In [3]:
import pandas as pd
import aisuite as ai
from pathlib import Path
from transformers import AutoModelForCausalLM, AutoTokenizer
from IPython.display import display, Markdown
import os
import json

paths = {
    'root':Path.cwd().parent,
    'data':Path.cwd().parent / "data"
}

# Load the environment variable from a file config\credentials.json
ai.utils.load_dotenv()

with open('config/credentials.json') as f:
    credentials = json.load(f)

if "HUGGINGFACE_TOKEN" in os.environ or "HUGGINGFACE_TOKEN" in credentials:
    print("Environment variable HUGGINGFACE_TOKEN set.")

model_name = "microsoft/Phi-3-mini-128k-instruct"

if not "model" in locals():
    # Load the model and tokenizer
    tokenizer = AutoTokenizer.from_pretrained(model_name, trust_remote_code=True)
    model = AutoModelForCausalLM.from_pretrained(model_name, trust_remote_code=True)

  from .autonotebook import tqdm as notebook_tqdm


Environment variable HUGGINGFACE_TOKEN set.

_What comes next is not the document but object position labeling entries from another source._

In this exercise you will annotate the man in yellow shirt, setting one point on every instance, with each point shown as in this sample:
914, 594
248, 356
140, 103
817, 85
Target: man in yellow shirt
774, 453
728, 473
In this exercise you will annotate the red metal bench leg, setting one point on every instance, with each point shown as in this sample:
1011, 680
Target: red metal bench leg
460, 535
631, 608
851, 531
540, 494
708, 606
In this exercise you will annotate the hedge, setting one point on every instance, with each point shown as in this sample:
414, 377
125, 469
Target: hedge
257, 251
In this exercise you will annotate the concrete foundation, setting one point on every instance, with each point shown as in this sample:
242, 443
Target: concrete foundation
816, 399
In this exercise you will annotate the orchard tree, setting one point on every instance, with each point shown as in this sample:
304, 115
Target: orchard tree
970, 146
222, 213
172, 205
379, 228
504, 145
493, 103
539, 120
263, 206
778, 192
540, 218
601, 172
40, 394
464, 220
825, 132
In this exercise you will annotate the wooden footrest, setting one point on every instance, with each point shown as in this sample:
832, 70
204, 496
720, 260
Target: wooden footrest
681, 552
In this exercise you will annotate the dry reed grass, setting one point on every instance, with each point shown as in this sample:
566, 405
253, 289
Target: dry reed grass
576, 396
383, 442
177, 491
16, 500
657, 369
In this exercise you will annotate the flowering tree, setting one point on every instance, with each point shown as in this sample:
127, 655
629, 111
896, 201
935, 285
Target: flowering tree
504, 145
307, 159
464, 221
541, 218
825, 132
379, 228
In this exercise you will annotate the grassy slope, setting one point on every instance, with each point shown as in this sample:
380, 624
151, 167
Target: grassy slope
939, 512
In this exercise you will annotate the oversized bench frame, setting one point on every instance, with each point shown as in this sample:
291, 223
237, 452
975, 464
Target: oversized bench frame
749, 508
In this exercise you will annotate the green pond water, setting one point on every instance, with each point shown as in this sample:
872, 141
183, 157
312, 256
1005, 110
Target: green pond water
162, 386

`flash-attention` package not found, consider installing for better performance: No module named 'flash_attn'.
Current `flash-attention` does not support `window_size`. Either upgrade or use `attn_implementation='eager'`.
Current `flash-attention` does not support `window_size`. Either upgrade or use `attn_implementation='eager'`.
Loading checkpoint shards: 100%|██████████| 2/2 [00:17<00:00,  8.96s/it]


In [4]:
# Load the candidate data from the parquet file

try:
	data = pd.read_parquet(paths['data'] / "interim/encoded.parquet")
except Exception as e:
	print(f"Failed to load parquet file: {e}. Loading CSV instead.")
	data = pd.read_csv(paths['data'] / "interim/encoded.csv")
print("Loaded candidate data.")
data.head()

Loaded candidate data.


Unnamed: 0,job_title,location,connection
0,ct bauer college of business graduate magna c...,"houston, texas",85
1,native english teacher at tech english program...,kanada,501
2,aspiring human resources professional,"raleigh-durham, north carolina",44
3,people development coordinator at not tech,"denton, texas",501
4,advisory board member at celal bayar university,"i̇zmir, türkiye",501


In [None]:
search_phrase = 'aspiring human resources'
location = "New york"

# Define the task for the model
instructions = "Rank the candidates based on their job_title against our search term using cosine similarity. The higher the score, the better the match. Include the cosine similarity scores. Return the top 5 candidates in markdown format. Do not show intermediary responses, nor the reasoning, only show the final table result."

# Format the data for the model
data_sample = data['job_title'].sample(15, random_state=42).to_list()

# 
messages = f"Instructions: {instructions}\n\nsearch term:{search_phrase}\n\nCandidates: {data_sample}"

inputs = tokenizer(messages, return_tensors="pt")

# Generate a response
outputs = model.generate(**inputs, max_length=800+1)
display(Markdown(tokenizer.decode(outputs[0], skip_special_tokens=True)))

The `seen_tokens` attribute is deprecated and will be removed in v4.41. Use the `cache_position` model input instead.
`get_max_cache()` is deprecated for all Cache classes. Use `get_max_cache_shape()` instead. Calling `get_max_cache()` will raise error from v4.48
You are not running the flash-attention implementation, expect numerical differences.


Instructions: Rank the candidates based on their job_title against our search term using cosine similarity. The higher the score, the better the match. Include the cosine similarity scores. Return the top 5 candidates in markdown format. Do not show intermediary responses, nor the reasoning, only show the final table result.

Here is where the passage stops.